Alguém já viu alguma imagem de gente capaz sorrindo? O Cristo aparece sorrindo em alguma imagem? A maioria esmagadora das fotos de grandes artistas da era vertical de Hollywood expõe os ícones da tela mostrando a realidade de suas fisionomias. As fotos eram eloquentes, mostravam vidas vivas, não essa vacuidade álacre de propagandetes de creme dental... Enfim, chega de vazio de dentições saudáveis, caramba! Como dizia minha avó, “Muito riso é sinal de pouco siso!”... Sacou, mano? Enter final.

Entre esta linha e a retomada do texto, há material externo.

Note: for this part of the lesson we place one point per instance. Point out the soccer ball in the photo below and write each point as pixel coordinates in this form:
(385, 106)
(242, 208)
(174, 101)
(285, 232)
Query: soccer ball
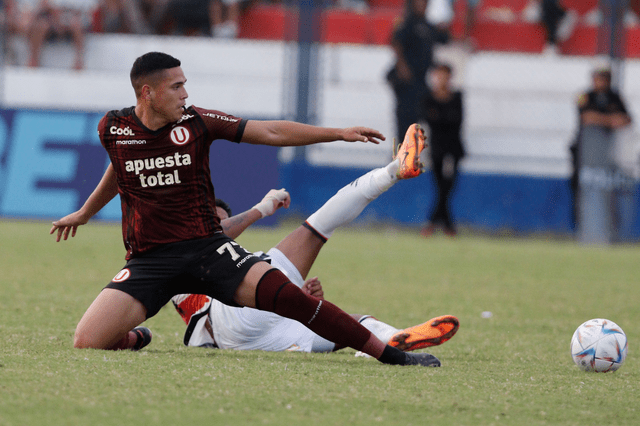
(599, 345)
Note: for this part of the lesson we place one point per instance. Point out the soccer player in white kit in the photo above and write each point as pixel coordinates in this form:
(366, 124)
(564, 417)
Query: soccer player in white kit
(213, 324)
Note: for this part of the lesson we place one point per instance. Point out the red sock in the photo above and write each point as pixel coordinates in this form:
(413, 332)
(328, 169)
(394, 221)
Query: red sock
(275, 293)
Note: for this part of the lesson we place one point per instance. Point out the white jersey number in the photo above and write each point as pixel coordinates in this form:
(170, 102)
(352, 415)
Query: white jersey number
(229, 247)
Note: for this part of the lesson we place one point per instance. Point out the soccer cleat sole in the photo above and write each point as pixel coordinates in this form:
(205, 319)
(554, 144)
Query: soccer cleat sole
(422, 359)
(432, 333)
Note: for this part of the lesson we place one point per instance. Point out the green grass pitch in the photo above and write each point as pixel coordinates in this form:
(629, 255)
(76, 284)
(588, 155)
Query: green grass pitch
(513, 368)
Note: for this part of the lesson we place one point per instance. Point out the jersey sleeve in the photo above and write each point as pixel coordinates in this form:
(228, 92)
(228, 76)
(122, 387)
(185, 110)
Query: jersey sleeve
(222, 126)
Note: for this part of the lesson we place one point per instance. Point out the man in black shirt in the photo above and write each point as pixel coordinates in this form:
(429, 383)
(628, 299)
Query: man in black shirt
(413, 42)
(603, 107)
(442, 110)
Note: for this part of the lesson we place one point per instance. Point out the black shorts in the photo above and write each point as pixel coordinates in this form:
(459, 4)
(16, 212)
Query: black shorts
(213, 266)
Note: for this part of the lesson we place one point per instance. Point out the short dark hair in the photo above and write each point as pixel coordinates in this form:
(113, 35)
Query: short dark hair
(442, 66)
(148, 64)
(224, 206)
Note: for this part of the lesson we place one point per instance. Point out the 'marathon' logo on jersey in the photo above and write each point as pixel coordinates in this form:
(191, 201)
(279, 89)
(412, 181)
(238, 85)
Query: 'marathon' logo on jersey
(159, 179)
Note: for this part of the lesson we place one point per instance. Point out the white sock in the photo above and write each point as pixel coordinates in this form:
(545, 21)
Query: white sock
(349, 202)
(379, 329)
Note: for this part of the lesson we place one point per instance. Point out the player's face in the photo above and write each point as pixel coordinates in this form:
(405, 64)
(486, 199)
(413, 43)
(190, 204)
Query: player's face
(168, 95)
(222, 213)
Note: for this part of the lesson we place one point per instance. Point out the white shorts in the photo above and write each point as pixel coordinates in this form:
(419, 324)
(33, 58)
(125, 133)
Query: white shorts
(251, 329)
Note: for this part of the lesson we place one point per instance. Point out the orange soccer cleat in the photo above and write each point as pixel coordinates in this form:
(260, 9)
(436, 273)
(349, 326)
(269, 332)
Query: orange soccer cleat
(409, 153)
(434, 332)
(188, 305)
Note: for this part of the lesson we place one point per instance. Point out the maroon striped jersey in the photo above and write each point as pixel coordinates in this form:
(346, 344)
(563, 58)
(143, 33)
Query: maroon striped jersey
(163, 175)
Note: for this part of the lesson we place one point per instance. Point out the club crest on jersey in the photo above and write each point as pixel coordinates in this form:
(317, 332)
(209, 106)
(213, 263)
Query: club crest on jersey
(122, 276)
(180, 135)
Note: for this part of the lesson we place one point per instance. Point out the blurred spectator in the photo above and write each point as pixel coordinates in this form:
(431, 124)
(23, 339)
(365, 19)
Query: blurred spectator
(190, 17)
(442, 110)
(52, 20)
(121, 16)
(600, 106)
(225, 16)
(558, 22)
(413, 42)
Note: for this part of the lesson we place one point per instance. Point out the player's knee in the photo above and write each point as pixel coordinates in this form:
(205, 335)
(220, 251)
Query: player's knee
(83, 340)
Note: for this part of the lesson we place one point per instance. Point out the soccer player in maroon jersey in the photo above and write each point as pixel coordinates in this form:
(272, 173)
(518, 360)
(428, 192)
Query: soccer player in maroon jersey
(159, 153)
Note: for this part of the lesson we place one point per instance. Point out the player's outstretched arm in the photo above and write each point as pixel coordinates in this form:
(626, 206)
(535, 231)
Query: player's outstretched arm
(289, 133)
(104, 192)
(275, 199)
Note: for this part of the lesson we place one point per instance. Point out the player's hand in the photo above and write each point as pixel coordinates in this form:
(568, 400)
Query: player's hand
(275, 199)
(68, 224)
(313, 287)
(362, 134)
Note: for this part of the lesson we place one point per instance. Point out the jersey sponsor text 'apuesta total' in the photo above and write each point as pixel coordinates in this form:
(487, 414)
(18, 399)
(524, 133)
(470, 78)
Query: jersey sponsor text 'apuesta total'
(164, 176)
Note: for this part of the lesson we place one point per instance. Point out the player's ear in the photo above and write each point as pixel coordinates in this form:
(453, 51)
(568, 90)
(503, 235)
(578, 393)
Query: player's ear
(145, 92)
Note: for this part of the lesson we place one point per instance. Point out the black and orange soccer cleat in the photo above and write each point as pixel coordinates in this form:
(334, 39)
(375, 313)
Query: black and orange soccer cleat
(434, 332)
(409, 153)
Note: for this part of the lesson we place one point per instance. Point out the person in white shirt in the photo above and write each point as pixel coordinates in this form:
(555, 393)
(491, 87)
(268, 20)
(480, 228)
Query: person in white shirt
(215, 325)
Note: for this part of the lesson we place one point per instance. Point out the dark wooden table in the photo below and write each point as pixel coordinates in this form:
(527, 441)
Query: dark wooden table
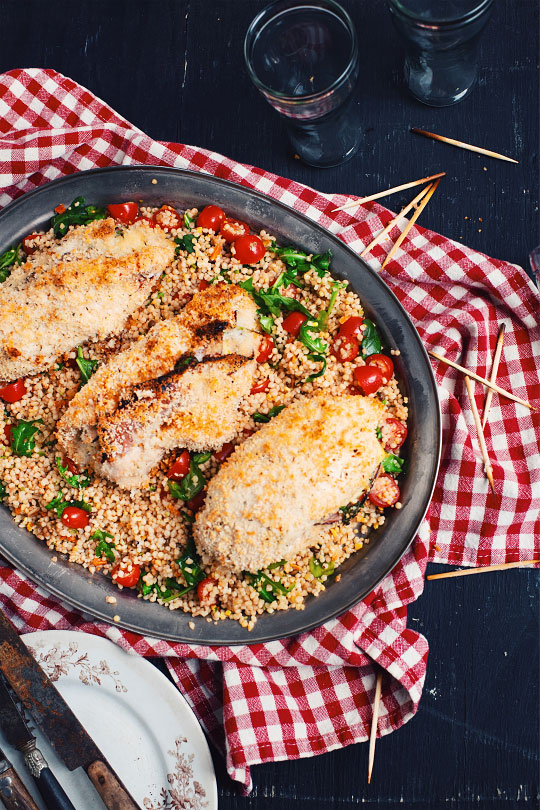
(175, 69)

E João Gilberto chegou aos 80. Seguramente você não sabe quem é. Mas como sei, e como o que resta vivo desse país estrepado sabe, vai um comentário: eu não gostaria de estar na pele dele. Deve ser bem desagradável ver o que está aí depois de ele permitir que crescêssemos propelidos pelo som do mais importante músico popular brasileiro (ao lado de Tom Jobim) de todos os tempos. É duro, é feio chegar aos 80 sabendo a desacontecência musical reinante. De qualquer forma, valeu, João. Você deve chegar aos 100. Mas volta pra Juazeiro, irmão. E viva Santo Expedito! Oremos. Bye, babes!
Ah! Vale lembrar: estamos sob censura desde 11/04/08, aliás mantida por Gilmar Mendes, e a restrição vai totalizando 2023 dias. Abraço pra turma do Estadão, há 677 dias também sob mordaça!